COURT OF APPEALS

DECISION

DATED AND FILED

 

September 25, 2012

 

Diane M. Fremgen

Clerk of Court of Appeals

 

 

 

NOTICE

 

 

This opinion is subject to further editing.  If published, the official version will appear in the bound volume of the Official Reports. 

 

A party may file with the Supreme Court a petition to review an adverse decision by the Court of Appeals.  See Wis. Stat. § 808.10 and Rule 809.62. 

 

 

 

 

Appeal No. 

2011AP2069

Cir. Ct. No.  2011CV11336

STATE OF WISCONSIN 

IN COURT OF APPEALS

 

DISTRICT I

 

 

 

 

State of Wisconsin ex rel. Delond M. Blunt,

 

                        Petitioner-Appellant,

 

            v.

 

Judy P. Smith, Warden, Oshkosh Correctional Institution,

 

                        Respondent-Respondent.

 

 

 

            APPEAL from an order of the circuit court for Milwaukee County:  maxine a. white, Judge.  Affirmed.

            Before Curley, P.J., Kessler and Brennan, JJ.

1        PER CURIAM.    Delond M. Blunt, pro se, appeals an order dismissing his petition for writ of habeas corpus.  The issue is whether the circuit court properly dismissed the petition.  We conclude that it did.  Therefore, we affirm.

2        On June 25, 2008, Blunt was convicted of two counts of second-degree sexual assault of a child.  After sentencing, he signed a form indicating that he did not plan to pursue postconviction relief.  On March 22, 2010, Blunt filed a motion to modify his sentence pursuant to Wis. Stat. § 973.19 (2009-10).[1]  The circuit court denied the motion as untimely.  On July 19, 2011, Blunt filed a petition for writ of habeas corpus.  The circuit court dismissed the petition.

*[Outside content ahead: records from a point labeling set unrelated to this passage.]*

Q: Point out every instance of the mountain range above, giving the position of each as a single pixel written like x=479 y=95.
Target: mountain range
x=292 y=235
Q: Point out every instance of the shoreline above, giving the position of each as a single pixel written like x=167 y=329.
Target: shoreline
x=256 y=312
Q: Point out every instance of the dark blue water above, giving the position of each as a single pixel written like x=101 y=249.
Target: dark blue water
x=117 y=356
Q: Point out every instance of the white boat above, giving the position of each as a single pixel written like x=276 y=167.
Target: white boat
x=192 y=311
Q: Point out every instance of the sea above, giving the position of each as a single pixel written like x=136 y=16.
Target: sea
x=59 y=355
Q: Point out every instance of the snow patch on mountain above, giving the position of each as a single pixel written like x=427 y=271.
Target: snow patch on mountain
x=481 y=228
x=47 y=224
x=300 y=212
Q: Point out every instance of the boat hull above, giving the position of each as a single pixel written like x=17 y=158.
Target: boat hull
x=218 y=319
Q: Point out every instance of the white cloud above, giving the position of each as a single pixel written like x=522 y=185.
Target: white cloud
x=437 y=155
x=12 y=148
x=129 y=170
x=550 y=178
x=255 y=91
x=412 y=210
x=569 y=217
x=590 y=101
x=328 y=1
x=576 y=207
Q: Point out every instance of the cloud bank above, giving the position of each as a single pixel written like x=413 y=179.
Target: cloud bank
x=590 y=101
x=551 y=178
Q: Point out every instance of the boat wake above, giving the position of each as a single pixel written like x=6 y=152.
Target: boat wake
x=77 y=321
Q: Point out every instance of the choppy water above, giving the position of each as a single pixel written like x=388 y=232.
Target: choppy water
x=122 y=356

3        The statutes provide that a person may not petition for writ of habeas corpus if he or she has failed to apply for relief from the sentencing court or the sentencing court has denied relief.  Wis. Stat. § 974.06(8).  Case law has also long held that “habeas corpus will not be granted where other adequate remedies at law exist.”  State ex rel. Dowe v. Circuit Court for Waukesha Cnty., 184 Wis. 2d 724, 729, 516 N.W.2d 714 (1994).  Blunt chose not to take a direct appeal from his conviction.  After the time for filing a direct appeal elapsed, he did not file a Wis. Stat. § 974.06 motion for postconviction relief raising his claims.  Instead, he filed a petition for writ of habeas corpus.  Because Blunt had adequate remedies at law through direct appeal or a motion under § 974.06, he is procedurally barred from raising his claims by petition for writ of habeas corpus.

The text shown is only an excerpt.